I test the case when no wait and timeout are provided.
True is returned as the following which seems different from the doc.

postgres=# select pg_terminate_backend(pid);
pg_terminate_backend
----------------------
t
(1 row)

Best regards,
houzj

#25Bharath Rupireddy
bharath.rupireddyforpostgres@gmail.com
In reply to: Hou, Zhijie (#24)
1 attachment(s)
Re: A new function to wait for the backend exit after termination

On Fri, Dec 4, 2020 at 8:44 AM Hou, Zhijie <houzj.fnst@cn.fujitsu.com>
wrote:

-        however only superusers can terminate superuser backends.
+        however only superusers can terminate superuser backends.
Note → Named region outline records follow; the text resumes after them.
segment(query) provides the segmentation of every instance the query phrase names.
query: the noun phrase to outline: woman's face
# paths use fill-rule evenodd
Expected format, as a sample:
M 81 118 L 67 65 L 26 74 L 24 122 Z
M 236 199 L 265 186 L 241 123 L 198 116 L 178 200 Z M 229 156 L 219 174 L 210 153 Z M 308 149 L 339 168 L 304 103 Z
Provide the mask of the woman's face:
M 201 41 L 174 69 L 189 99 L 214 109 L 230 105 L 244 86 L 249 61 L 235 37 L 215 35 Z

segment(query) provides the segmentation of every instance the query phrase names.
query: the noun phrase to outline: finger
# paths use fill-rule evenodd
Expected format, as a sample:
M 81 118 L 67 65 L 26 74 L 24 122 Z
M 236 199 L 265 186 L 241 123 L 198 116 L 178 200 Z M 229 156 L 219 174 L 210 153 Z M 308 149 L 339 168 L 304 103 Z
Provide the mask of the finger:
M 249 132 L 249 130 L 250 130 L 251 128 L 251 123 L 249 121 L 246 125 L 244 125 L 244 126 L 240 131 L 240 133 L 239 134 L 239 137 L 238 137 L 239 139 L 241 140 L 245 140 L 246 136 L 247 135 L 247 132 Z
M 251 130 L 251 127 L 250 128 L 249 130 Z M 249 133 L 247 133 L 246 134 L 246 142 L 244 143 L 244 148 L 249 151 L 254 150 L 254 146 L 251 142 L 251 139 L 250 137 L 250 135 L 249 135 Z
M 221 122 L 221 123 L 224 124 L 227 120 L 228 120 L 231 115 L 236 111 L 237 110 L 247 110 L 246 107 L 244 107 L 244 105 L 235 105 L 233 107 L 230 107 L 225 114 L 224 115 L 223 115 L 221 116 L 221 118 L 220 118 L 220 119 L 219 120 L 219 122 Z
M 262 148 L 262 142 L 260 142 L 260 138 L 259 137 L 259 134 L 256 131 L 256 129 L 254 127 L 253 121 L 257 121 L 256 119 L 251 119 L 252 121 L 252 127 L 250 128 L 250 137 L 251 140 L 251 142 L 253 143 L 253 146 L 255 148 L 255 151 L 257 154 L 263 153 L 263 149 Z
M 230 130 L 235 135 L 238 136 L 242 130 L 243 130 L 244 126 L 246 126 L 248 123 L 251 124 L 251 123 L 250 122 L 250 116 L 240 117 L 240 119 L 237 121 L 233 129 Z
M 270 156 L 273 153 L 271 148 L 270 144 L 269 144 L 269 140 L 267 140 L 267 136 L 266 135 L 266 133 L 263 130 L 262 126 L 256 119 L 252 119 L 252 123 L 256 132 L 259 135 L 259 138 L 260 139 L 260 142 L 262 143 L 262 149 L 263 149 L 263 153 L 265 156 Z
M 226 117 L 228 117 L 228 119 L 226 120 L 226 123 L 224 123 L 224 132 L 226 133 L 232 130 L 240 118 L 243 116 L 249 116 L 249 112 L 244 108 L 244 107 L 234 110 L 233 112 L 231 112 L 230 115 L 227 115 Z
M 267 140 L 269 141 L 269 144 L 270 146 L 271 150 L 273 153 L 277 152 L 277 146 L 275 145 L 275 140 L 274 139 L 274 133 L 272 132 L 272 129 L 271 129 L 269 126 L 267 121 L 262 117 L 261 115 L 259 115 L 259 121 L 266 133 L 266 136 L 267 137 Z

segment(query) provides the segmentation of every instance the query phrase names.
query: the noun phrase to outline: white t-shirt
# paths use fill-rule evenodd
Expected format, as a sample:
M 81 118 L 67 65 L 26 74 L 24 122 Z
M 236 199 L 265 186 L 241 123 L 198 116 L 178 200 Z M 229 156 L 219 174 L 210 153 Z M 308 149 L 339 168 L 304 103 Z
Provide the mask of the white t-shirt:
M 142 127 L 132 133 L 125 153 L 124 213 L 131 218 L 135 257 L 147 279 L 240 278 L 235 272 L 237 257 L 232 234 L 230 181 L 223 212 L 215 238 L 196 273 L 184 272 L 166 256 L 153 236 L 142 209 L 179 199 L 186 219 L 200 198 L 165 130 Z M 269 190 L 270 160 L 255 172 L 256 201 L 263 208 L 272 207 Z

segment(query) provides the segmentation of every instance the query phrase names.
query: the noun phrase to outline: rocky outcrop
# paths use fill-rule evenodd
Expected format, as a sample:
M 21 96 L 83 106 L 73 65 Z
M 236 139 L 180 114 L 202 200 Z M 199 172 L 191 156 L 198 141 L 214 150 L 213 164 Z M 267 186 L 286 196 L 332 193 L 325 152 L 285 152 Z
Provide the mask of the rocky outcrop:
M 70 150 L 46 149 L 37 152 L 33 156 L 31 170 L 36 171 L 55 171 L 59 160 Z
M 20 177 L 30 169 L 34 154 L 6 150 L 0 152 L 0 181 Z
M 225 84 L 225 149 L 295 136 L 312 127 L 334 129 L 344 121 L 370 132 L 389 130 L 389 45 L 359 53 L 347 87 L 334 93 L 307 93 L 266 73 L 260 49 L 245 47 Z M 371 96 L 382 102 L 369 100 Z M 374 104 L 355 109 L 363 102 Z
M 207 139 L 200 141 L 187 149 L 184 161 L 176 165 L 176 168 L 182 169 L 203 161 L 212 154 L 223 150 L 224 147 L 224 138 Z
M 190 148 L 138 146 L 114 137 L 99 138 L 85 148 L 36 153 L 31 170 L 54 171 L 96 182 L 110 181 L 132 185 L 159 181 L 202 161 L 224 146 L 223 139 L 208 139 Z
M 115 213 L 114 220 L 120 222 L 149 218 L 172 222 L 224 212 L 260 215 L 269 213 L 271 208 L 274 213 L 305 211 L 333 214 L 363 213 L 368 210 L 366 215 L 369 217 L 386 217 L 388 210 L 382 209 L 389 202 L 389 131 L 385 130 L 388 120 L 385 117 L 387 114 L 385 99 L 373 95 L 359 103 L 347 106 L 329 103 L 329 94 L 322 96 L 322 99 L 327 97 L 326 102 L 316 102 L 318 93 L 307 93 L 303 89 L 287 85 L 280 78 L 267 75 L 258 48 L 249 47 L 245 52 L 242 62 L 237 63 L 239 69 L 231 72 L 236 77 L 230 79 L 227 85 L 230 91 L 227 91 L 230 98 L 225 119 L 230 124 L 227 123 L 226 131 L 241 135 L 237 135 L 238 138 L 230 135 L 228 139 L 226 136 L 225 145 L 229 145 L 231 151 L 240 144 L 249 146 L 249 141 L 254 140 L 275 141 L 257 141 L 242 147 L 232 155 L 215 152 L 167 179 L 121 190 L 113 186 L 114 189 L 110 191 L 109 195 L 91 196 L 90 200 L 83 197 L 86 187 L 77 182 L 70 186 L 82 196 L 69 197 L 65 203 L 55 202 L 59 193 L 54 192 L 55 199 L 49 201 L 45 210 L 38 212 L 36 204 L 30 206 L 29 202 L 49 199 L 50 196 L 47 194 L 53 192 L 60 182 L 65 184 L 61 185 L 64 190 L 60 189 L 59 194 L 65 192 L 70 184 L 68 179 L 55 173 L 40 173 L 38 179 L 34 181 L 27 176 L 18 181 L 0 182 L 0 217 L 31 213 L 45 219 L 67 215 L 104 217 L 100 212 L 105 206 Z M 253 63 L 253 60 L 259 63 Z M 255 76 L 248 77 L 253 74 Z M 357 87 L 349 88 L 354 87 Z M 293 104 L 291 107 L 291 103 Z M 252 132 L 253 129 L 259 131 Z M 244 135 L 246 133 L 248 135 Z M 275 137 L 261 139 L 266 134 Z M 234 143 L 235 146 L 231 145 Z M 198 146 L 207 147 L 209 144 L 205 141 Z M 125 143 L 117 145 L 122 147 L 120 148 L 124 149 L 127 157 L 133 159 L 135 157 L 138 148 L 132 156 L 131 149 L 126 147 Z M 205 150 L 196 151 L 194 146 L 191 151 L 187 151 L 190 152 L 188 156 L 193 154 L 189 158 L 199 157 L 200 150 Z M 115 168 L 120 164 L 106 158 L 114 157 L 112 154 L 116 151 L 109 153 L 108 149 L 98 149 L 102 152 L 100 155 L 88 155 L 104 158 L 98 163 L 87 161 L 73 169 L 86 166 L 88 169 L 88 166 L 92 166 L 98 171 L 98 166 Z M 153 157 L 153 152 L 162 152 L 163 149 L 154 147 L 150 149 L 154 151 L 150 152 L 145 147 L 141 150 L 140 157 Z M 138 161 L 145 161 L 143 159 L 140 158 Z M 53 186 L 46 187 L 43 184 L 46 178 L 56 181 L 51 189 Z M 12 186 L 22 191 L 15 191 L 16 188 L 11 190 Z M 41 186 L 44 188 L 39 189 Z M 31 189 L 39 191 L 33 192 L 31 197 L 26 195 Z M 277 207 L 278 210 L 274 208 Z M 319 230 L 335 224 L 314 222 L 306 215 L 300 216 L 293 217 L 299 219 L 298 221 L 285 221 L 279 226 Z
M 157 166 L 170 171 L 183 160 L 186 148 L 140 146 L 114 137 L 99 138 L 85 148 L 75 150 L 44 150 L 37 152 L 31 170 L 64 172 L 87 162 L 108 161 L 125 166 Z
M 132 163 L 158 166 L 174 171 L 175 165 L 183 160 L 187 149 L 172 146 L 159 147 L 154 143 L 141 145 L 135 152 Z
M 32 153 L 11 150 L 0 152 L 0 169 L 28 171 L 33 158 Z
When no
+        <parameter>wait</parameter> and <parameter>timeout</parameter>

are

+ provided, only SIGTERM is sent to the backend with the given

process

+ ID and <literal>false</literal> is returned immediately. But the

I test the case when no wait and timeout are provided.
True is returned as the following which seems different from the doc.

postgres=# select pg_terminate_backend(pid);
pg_terminate_backend
----------------------
t
(1 row)

Thanks for pointing that out. I reworded that statement. Attaching v5
patch. Please have a look.

With Regards,
Bharath Rupireddy.
EnterpriseDB: http://www.enterprisedb.com

Attachments:

v5-0001-pg_terminate_backend-with-wait-timeout-and-pg_wai.patchapplication/octet-stream; name=v5-0001-pg_terminate_backend-with-wait-timeout-and-pg_wai.patchDownload
From ada257ccf8a438571ac5c07f2b900d30f9351f34 Mon Sep 17 00:00:00 2001
From: Bharath Rupireddy <bharath.rupireddy@enterprisedb.com>
Date: Fri, 4 Dec 2020 11:55:35 +0530
Subject: [PATCH v5] pg_terminate_backend with wait, timeout and
 pg_wait_backend with timeout

This patch adds two new functions:
1. pg_terminate_backend(pid, wait, timeout) - terminate and
wait or timeout for a given backend.
2. pg_wait_backend(pid, timeout) - check the existence of the
backend with a given PID and wait or timeout until it goes away.
---
 doc/src/sgml/func.sgml                |  28 +++++-
 src/backend/catalog/system_views.sql  |  10 ++
 src/backend/postmaster/pgstat.c       |   3 +
 src/backend/storage/ipc/signalfuncs.c | 137 ++++++++++++++++++++++++++
 src/include/catalog/pg_proc.dat       |   9 ++
 src/include/pgstat.h                  |   3 +-
 6 files changed, 187 insertions(+), 3 deletions(-)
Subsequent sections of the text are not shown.